A look at eight verified American Professional Services companies and why their reach into payments, travel, credit, and data quietly shapes daily commerce.
A Sector Hiding in Plain Sight
Most people never think about who processes their credit score, routes their delivery order, or keeps a website online during a traffic surge. That invisible work is Professional Services — the layer of the economy that makes other businesses run smoothly. It sits inside the broader Business & Financial Services world, and it's bigger and more varied than the name suggests.
What Counts as Professional Services
The category covers companies that sell expertise, infrastructure, or platforms rather than physical products off a shelf.

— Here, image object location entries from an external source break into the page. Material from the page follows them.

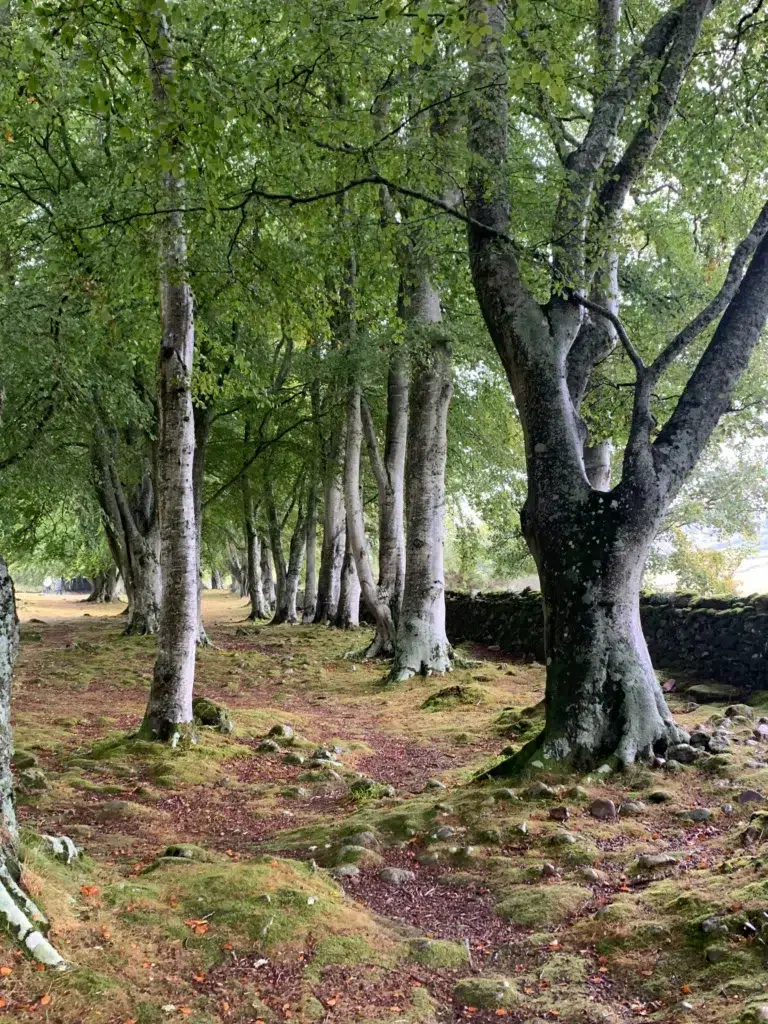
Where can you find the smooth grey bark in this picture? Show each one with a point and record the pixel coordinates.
(169, 710)
(334, 529)
(203, 419)
(288, 572)
(239, 571)
(602, 698)
(259, 608)
(18, 914)
(348, 609)
(267, 578)
(103, 586)
(389, 472)
(383, 643)
(133, 534)
(310, 571)
(421, 645)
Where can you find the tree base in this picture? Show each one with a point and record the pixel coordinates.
(160, 730)
(540, 754)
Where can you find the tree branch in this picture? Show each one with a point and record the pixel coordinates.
(728, 289)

That can mean payment processing, credit scoring, internet infrastructure, or the software that connects travelers to hosts and diners to restaurants. Eight verified companies from the directory illustrate just how wide that range runs.
From Booking a Room to Booking a Ride
Airbnb, Inc., based in San Francisco, California, and trading as NASDAQ: ABNB, built a platform around connecting travelers with places to stay. DoorDash, Inc., also headquartered in San Francisco and listed as NASDAQ: DASH, applies a similar logistics-and-platform model to food and goods delivery. Both are examples of Professional Services companies whose core product is a marketplace, not a manufactured item.
The Money-Movement Layer
A large share of Professional Services work involves moving, scoring, or managing money. Corpay, Inc., headquartered in Atlanta, Georgia and trading as NYSE: CPAY, operates in corporate payments. Fiserv Inc, based in Milwaukee, Wisconsin and listed as NASDAQ: FISV, works in financial technology and payment processing. Together, these firms represent the plumbing that lets businesses pay each other and their customers without friction.
Scoring Risk and Credit
Another piece of the puzzle is measuring financial trust. Fair Isaac Corp, headquartered in Bozeman, Montana and trading as NYSE: FICO, is known for credit scoring analytics that lenders rely on nationwide. That kind of standardized risk measurement is a distinctly Professional Services function — it's expertise packaged as a product.
Keeping the Internet Running
Behind nearly every online transaction is infrastructure most consumers never see. Akamai Technologies Inc, based in Cambridge, Massachusetts and trading as NASDAQ: AKAM, works in the content delivery and internet infrastructure space, helping websites and applications stay fast and available. Without that kind of behind-the-scenes engineering, much of modern commerce would stall.
Marketplaces and Aviation Leasing
Professional Services also stretches into places that might surprise a casual observer. Ebay Inc, headquartered in San Jose, California and listed as NASDAQ: EBAY, runs one of the country's longest-running online marketplaces. FTAI Aviation Ltd., based in New York, New York and trading as NASDAQ: FTAI, operates in aviation leasing and related services — a reminder that this sector isn't limited to software and payments alone.
Why Domestic Buyers Pay Attention
Businesses and individual consumers alike track these companies because so much of daily commerce depends on their reliability. A slowdown in payment processing, a lapse in credit scoring accuracy, or an outage in internet infrastructure ripples outward fast. Tracking Made-in-USA origin, U.S. support and labor, and warranty terms — the same lens the directory applies across industries — matters here too, even when the "product" is a service rather than a physical good.
A Directory Built for Comparison
The americancompanies.com directory exists precisely so buyers can compare these companies side by side: where they're headquartered, how they're structured, and what stock exchange lists them. None of the eight companies above is ranked above another here — each simply represents a different facet of how Professional Services keeps the broader American economy moving.
The Bigger Picture
What ties Airbnb, Akamai, Corpay, DoorDash, eBay, Fair Isaac, Fiserv, and FTAI Aviation together isn't a shared product but a shared role: each removes friction somewhere in the system, whether that's booking a stay, scoring a loan, or keeping a website online. That's the quiet, essential work of Professional Services in America.